NHS managers should ensure that public services, including pastoral, spiritual, and religious services, are inclusive for all, regardless of a person’s religion or belief, says Andrew Copson

Equality

Increasingly, pastoral and chaplaincy care is being regarded as a crucial part of the ‘spiritual’ aspect of the holistic model of healthcare that patients should receive in the NHS, as recommended by the WHO. 

In hospitals across the UK, pastoral carers are there at some of the most challenging times of patients’ lives to be a listening and sympathetic ear, and allow a patient to share whatever it might be that’s on their mind. 

As a provider of non-religious pastoral care, our humanist pastoral carers are trained in listening skills, empathy, and ethics. They provide patients with emotional support and the ear of a like-minded person who understands their worldview. 

The care that chaplains and pastoral carers provide has even been linked to better outcomes for patients. 

Findings

But a recent report by the Network for Pastoral, Spiritual, and Religious Care in Health (of which Humanists UK’s Non-Religious Pastoral Support Network is a member), the umbrella body made up of representatives from the major religious and non-religious groups working in NHS chaplaincy and pastoral support services, found that not everyone is receiving pastoral care as equally as they should be. 

The report found that if you’re a non-religious patient or a patient from a minority faith group – such as Sikhs, Muslims, Hindus, Jews, and Buddhists – then you are more likely to miss out on pastoral and chaplaincy care in NHS acute trusts in England than if you are a Christian patient. 

It found 94 per cent of total visits in 2018-19 were being provided to Christians, in spite of only 38 per cent of British adults identifying as such. But the report found that the health inequalities that exist in pastoral care are ‘rife’.

It added that in 2018-19, 94 per cent of chaplaincy hours were provided by Christian chaplains, and lead chaplains who are Christian represent an even higher proportion. This is despite NHS services being required to provide equal care inclusive to all faiths and beliefs. 

Workforce and unlawful employment practices are also raised in the findings. The vast majority of paid positions, when advertised, are restricted to individuals who are Church of England or Free Church members, which is likely to be unlawful under the Equality Act 2010. 

Causes

This huge disparity can be explained by the fact that chaplaincy departments were originally established as Christian institutions, but what is unjustifiable is that there continues to be a lack of action by many NHS trusts to fix what is fundamentally a serious health inequality issue. 

In modern society, where there are a diverse range of beliefs and worldviews, there has been a greater push to ensure that public services are inclusive for all, regardless of a person’s religion or belief. 

Highlighting why equality issues have not been properly considered, the report pointed to a lack of oversight by NHS trusts, poor recruitment practices, a lack of representation in pastoral, spiritual and religious care, and concerns around the way in which inclusion is assessed by the Care Quality Commission.

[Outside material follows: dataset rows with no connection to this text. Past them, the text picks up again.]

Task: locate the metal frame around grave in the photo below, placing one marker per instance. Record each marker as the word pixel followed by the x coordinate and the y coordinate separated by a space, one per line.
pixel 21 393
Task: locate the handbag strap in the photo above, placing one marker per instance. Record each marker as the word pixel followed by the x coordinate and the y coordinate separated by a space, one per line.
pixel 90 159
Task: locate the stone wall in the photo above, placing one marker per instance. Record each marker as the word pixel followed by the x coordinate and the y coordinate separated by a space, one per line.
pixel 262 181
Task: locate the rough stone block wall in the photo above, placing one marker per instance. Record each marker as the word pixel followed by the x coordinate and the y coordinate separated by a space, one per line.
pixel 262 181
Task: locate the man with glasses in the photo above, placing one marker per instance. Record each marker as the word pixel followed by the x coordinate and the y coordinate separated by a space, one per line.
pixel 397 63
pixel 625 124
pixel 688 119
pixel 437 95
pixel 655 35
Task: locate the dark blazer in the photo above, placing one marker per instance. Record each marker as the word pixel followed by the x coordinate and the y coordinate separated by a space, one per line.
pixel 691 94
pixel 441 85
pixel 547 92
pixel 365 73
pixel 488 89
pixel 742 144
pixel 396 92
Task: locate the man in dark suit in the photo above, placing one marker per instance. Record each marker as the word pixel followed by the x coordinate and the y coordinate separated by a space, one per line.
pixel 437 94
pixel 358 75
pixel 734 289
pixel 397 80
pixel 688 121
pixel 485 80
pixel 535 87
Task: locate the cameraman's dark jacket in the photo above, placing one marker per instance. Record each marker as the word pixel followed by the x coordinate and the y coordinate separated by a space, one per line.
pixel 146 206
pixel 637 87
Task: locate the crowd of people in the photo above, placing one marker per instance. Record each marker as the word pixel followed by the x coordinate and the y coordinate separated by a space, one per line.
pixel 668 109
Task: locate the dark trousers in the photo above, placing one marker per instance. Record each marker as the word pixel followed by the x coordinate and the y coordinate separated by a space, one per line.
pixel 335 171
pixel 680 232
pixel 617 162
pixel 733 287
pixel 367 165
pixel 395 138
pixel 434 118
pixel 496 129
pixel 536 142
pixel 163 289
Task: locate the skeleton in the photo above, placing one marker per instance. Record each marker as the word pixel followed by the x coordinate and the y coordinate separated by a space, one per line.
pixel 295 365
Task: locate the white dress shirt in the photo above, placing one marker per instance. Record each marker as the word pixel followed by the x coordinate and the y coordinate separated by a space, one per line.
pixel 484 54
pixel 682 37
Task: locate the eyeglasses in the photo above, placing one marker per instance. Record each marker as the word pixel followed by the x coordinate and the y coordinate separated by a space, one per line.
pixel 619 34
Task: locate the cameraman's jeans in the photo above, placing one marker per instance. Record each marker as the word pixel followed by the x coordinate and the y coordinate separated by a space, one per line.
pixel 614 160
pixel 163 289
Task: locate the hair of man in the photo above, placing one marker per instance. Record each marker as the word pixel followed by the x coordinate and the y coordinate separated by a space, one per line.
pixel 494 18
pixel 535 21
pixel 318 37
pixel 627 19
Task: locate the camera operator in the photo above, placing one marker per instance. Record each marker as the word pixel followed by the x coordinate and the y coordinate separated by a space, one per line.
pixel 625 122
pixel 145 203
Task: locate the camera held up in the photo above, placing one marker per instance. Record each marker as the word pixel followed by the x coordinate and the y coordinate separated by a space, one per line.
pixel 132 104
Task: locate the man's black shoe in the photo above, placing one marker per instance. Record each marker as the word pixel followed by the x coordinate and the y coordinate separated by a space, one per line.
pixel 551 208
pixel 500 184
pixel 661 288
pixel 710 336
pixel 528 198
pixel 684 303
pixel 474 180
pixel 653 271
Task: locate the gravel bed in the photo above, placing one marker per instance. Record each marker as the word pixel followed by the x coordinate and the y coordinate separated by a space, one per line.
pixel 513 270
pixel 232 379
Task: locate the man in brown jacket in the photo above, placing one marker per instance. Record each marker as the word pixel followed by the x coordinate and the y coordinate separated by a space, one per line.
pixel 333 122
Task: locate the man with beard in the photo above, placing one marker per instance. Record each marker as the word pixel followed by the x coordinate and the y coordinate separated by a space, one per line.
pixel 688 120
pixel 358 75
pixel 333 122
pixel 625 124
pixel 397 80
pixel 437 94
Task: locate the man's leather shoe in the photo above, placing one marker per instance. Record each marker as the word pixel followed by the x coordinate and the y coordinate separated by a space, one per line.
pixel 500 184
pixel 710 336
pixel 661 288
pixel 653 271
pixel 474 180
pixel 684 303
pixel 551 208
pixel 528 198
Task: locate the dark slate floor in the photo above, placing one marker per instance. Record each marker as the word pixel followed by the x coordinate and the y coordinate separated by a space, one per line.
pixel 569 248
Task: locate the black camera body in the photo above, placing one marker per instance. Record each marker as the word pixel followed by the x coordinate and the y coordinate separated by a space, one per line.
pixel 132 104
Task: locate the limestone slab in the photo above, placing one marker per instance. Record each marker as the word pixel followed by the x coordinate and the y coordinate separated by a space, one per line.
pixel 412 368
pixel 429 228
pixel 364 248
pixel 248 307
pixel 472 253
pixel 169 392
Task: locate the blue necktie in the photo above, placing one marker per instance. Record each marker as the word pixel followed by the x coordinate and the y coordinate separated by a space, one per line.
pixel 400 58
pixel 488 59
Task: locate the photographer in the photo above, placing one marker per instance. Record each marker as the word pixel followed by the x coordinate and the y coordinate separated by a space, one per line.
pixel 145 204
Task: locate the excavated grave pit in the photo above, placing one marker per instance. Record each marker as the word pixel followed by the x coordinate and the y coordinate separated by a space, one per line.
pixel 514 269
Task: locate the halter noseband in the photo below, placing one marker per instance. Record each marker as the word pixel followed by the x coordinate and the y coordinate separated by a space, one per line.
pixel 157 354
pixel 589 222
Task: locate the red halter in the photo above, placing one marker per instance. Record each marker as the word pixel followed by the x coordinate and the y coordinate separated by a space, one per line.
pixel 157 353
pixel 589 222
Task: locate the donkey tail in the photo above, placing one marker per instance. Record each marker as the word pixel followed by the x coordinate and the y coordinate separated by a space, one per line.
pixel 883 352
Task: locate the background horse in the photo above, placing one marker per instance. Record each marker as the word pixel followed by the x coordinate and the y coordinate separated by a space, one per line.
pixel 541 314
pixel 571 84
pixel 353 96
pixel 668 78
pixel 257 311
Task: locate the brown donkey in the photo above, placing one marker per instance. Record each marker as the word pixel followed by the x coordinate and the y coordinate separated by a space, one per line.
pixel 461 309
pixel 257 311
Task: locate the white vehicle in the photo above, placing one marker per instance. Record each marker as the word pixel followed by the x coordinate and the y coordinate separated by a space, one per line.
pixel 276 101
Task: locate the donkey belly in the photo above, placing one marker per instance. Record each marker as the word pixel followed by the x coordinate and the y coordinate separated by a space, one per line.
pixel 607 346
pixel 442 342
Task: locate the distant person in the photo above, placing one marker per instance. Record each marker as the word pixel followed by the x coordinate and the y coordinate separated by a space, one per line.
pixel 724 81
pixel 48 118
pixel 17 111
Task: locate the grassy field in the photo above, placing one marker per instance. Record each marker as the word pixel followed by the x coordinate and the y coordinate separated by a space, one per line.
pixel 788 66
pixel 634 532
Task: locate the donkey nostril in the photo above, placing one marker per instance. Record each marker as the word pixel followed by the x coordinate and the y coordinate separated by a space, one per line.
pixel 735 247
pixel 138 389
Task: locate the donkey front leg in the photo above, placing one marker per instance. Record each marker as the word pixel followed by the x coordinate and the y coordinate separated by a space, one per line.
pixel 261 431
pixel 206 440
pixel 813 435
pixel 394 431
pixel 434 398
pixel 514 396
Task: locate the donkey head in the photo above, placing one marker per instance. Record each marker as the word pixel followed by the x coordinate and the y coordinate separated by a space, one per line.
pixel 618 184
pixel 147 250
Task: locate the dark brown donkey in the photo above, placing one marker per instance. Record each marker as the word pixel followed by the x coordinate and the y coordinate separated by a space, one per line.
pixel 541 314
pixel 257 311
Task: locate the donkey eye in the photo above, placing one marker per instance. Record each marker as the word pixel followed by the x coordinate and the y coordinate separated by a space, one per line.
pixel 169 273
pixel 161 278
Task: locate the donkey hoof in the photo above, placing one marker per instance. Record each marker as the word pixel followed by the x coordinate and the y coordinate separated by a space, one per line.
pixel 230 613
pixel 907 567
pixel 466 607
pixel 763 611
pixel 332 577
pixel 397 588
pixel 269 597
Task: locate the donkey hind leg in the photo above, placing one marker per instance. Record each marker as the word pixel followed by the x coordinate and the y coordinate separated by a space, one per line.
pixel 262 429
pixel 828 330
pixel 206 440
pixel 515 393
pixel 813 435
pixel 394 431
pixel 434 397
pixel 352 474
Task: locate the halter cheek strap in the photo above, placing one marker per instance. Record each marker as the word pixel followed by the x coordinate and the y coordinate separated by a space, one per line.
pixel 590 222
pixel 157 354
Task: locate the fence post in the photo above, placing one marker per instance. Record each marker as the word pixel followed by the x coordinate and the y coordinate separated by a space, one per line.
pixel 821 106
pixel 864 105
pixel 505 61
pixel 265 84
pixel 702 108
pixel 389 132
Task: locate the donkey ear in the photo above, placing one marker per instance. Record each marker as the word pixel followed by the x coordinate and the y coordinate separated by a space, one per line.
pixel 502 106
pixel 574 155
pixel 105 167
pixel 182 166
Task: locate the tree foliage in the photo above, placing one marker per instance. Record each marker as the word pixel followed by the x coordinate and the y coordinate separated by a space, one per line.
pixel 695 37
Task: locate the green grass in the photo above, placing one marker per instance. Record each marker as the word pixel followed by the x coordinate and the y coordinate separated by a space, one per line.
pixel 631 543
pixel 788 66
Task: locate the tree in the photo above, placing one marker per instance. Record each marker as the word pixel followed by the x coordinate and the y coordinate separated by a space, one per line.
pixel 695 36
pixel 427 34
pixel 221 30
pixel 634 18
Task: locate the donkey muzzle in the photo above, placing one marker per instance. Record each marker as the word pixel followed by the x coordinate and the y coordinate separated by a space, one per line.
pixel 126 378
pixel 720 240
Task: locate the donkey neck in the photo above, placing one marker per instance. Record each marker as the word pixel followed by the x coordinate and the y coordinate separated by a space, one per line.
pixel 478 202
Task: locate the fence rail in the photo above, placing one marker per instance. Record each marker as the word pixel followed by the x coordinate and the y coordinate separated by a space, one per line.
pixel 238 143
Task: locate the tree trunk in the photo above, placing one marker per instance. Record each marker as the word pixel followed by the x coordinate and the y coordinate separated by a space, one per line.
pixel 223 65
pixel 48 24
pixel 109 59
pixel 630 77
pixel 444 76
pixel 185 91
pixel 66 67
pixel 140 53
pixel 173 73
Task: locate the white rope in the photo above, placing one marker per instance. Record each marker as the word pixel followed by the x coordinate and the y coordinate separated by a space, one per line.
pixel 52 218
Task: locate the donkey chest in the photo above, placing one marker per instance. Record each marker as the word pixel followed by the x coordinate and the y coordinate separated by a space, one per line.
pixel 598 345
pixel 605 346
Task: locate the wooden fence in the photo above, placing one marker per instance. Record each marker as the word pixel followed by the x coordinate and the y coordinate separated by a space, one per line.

These are all vital issues that must be addressed in due course and we hope that they receive the attention they deserve. 

The head of diversity and inclusion at NHS Employers, Paul Deemer, endorsed the report describing it as a ‘call to action’ for NHS managers to reflect on how pastoral, spiritual, and religious services are provided in the future, including in chaplaincy services. 

This huge disparity can be explained by the fact that chaplaincy departments were originally established as Christian institutions, but what is unjustifiable is that there continues to be a lack of action by many NHS trusts

Humanists UK campaigns for equal access to pastoral care in prisons, hospitals, and the armed forces across the UK, including Northern Ireland. Currently almost 20 per cent of prisons and 45 per cent of hospitals in England and Wales have a non-religious pastoral carer in their team, including some paid posts. 

In 2018 Lindsay van Dijk was appointed as the first humanist to lead an NHS trust’s chaplaincy/pastoral care team. At the time we hailed her appointment as a positive reflection of the growing inclusivity of NHS trusts in their approach to providing religious, spiritual, and pastoral care.

And in Northern Ireland we had a huge breakthrough with the first ever non-religious pastoral carers entering a Northern Ireland prison. 

While we continue to make substantial inroads with chaplaincy teams across the country by entering more settings, we unfortunately still face discrimination from some chaplaincy teams who operate the service exclusively by and for Christians.

What would be great to see is more healthcare leaders standing up for non-religious and minority faith patients to ensure that they too receive the pastoral care they are entitled to. 

NHS officials are well aware that they must do everything they can to reduce health inequalities and provide equal care inclusive to all faiths and beliefs. As echoed by the report’s author Simon O’Donoghue, it’s now time to create a chaplaincy and pastoral care service that is inclusive and fit for the 21st century.